Yesterday’s Forbes’ cover of Kylie Jenner triggered me, so I need to be Luther for a few minutes.

She’s set to be the youngest-ever self-made billionaire.


I’ll be brief because this is actually an indictment.

There is no such thing as self-made.

Not for Kylie.

Not for me.

My parents have been together for over 40 years, but this December they’ll celebrate their 40th wedding anniversary. For personal and sentimental reasons, I am moved. For the statistical reasons that follow, marriage matters.

In the United States, children of married parents are 82% less likely to live in poverty.

Children of married couples complete more years of schooling, are 85% less likely to be in special education, and are more proficient in Math & Science (random, right?).

Children who live with both parents are 20-35% healthier than those from other family structures.

By virtue of my parents’ union alone, I benefit and continue to benefit.

1 self made


There is a distinctly American myth and distinctly American narrative of rugged individualism. We support meritocracy and pulling ourselves up by our bootstraps.

While I respect and understand the desire for personal growth, achievement, and upward mobility– rugged individualism does not exist.

You benefit from the health of your parents. Who benefit from the health of their parents.

You benefit from their level of education.

You benefit from their wealth and income.

You benefit by virtue of the country into which you and they were born.

You even benefit by virtue of the family you were born into within that country.

Our circumstances at birth significantly impact our future– whether or not we might wish it.

The Global Rich List analyzes income disparities across the globe. According to their analyses, those who earn more than $32,400 annually are among the top 1% of earners across the entire world.

In this vein, millions of Americans are in the “top 1%” of earners—a statistic that speaks to the pervasiveness of extreme poverty throughout the world.


global 2

(Check yours out!)

Other Alarming Statistics:

  • More than 3 billion people live on less than $2.50 per day, which is nearly half of the world’s entire population.
  • More than 1.3 billion people live on less than $1.25 per day—extreme poverty.
  • More than 750 million people are without access to clean drinking water.
  • Approximately 1.6 billon people—25% of all humans—live without electricity.
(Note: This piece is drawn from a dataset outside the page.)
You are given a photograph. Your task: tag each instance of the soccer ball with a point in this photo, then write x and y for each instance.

History exists, and it matters.

Your country of origin matters.

I have no interest in discussing the legacy of the Jenners or the Kardashians, their celebrity status as a marketing tool, their wealth, or privilege (although those are all equally relevant here).

We can work hard; we can sacrifice; we can persevere despite overwhelming odds. We can endure.

But there is no such thing as self-made– for anyone. Make no mistake about it.